親愛信託は、平成18年に改正された「信託法」をベースにした比較的新しい財産管理の方法です。

「信託」とは、言葉のとおり「信じて託す」こと。

親愛信託は、自分が最も信頼する人に自分の財産を託して管理や運用、承継先、処分などを任せる仕組みのことです。

例えば、「自分が年を取ってきたので、子供に財産の管理を任せたい」「認知症が心配なので、元気なうちに対策をしておきたい」という場合などに利用することができます。

親愛信託は、どのような仕組みにするか、細かい内容を契約書にして取り交わすことで成立します。

自分たちで内容を決めることができるため、状況に合った仕組みを比較的自由に作ることができるのです。
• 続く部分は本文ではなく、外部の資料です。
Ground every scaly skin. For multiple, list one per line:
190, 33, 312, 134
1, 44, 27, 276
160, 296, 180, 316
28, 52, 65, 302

私は、例えて言うなら、家を建て、間取りを決めることに似ていると思います。
その家に住む方の状況、
お一人様だったら?
パートナーとの二人暮らしなら?
子供のいるご家族なら? 
老夫婦二人なら? 
看護する人がいたら? 
ペットを飼うなら? などなど・・・

その方の置かれている状況によって、必要な広さや間取りは異なると思います。

しかし、すべて自由というわけではなく、建築基準という決まり事を守って建築しなくてはなりません。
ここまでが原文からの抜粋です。